Machine tool calibration can be employed to optimise tool path trajectories through on- and off-line compensation of anticipated deflections, which result from a process plan, and to assess the machine tools capability to comply with the geometric dimensions and tolerances of a process plan.

This work presents a measurement for the identification of static and quasi-static rotational stiffness of a rotational joint of 5-axis machining centres. This work shall serve as a basis towards the calibration of translational as well as rotational stiffness of 5-axis machining centres. The novelty of this work lies partly in the measurement procedure for the quasi-static rotational stiffness, which relies on multiple circular trajectories, as well as in the comparison of the static and quasi-static rotational stiffness of machine tools, which is usually identified using finite element approaches. The measurement procedure for the static rotational stiffness consists of inducing a static load directly, from an overhead factory crane, to a single rotational joint and measuring its deflection with both three LVDTsLinear Variable Differential Transformers (LVDTs) as well as three Non-Contact Capacitive Probes (NCCPs). While the measurement for the quasi-static rotational stiffness induces quasi-static loads indirectly from the Loaded Double Ball Bar, with different magnitudes and radii from the axis of rotation, between the tool centre point and the machine tool table. The quasi-static measurement procedure measures the deflection with both three LVDTs as well as three NCCPs while the spindle tracks circular trajectories inscribed by the movement of the rotary axis. The measurement procedures are implemented in two case studies on 5-axis machining centres with significantly different kinematic configurations to be able to highlight and discuss the limitations of the applicability of the method. The presented method works well for machining centres with symmetric and acceptably with asymmetric structures due to the corresponding symmetry of the deflection field.

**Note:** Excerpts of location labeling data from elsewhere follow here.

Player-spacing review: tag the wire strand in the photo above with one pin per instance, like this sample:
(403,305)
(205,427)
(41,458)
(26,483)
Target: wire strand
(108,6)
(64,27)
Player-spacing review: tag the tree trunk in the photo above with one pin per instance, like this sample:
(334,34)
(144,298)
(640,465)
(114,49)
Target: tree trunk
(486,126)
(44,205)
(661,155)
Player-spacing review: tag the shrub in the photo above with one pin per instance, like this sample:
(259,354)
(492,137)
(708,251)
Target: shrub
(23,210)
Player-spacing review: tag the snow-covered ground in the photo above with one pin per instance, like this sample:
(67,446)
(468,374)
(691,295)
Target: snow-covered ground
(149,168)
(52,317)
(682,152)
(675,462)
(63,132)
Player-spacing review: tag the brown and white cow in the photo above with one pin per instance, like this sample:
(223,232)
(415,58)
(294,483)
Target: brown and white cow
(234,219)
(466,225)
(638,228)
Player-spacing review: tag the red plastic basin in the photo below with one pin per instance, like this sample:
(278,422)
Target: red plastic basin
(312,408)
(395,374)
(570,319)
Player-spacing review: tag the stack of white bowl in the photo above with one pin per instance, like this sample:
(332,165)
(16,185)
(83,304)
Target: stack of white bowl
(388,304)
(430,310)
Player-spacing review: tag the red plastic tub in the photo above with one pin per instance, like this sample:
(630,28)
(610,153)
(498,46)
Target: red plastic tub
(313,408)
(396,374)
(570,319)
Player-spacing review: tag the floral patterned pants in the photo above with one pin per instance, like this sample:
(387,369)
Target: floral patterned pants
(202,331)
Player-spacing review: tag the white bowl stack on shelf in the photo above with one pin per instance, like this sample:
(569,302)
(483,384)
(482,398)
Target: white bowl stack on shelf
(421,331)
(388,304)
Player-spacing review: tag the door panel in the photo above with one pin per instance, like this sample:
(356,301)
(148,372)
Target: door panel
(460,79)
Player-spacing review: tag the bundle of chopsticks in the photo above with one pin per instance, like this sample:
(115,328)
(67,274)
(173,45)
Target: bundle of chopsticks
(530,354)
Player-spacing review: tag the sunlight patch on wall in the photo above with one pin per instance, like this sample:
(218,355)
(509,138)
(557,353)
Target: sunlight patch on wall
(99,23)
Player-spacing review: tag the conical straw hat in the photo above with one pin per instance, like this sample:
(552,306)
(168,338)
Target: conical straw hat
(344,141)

Finally, the manuscript concludes with a contextualisation of the introduced measurement procedure towards fully calibrated machine tool models, i.e. translation and rotation as well as static and dynamic, which together with customised post-processors and process models, might form the future basis of a stiffness volumetric compensation system.

可以使用机床校准来通过在线和离线补偿由工艺计划产生的预期挠度来优化刀具路径轨迹，并评估机床的能力以符合工艺计划的几何尺寸和公差。

这项工作提出了一种用于识别5轴加工中心旋转接头的静态和准静态旋转刚度的测量方法。这项工作应作为校准5轴加工中心的平移和旋转刚度的基础。这项工作的新颖性部分在于准静态旋转刚度的测量程序，该程序依赖于多个圆形轨迹，并且还比较了机床的静态和准静态旋转刚度，通常使用有限元方法。静态旋转刚度的测量程序包括直接从高架工厂起重机上产生静载荷，到单个旋转关节，并使用三个LVDT，线性可变差动变压器（LVDT）和三个非接触式电容式探头（NCCP）来测量其挠度。准静态旋转刚度的测量会在刀具中心点和机床工作台之间间接产生来自加载的双球杆的准静态载荷，载荷的大小和半径与旋转轴不同。准静态测量程序使用三个LVDT和三个NCCP来测量挠度，而主轴则跟踪由旋转轴运动引起的圆形轨迹。在具有明显不同运动学配置的5轴加工中心的两个案例研究中实施了测量程序，以便能够突出并讨论该方法适用性的局限性。由于偏转场的相应对称性，所提出的方法对于具有对称结构且可接受地具有非对称结构的加工中心很好地起作用。

最后，该手稿以引入的测量程序针对完全校准的机床模型（即平移和旋转以及静态和动态）为背景进行了总结，这与定制的后处理器和过程模型一起可能构成刚度的未来基础。体积补偿系统。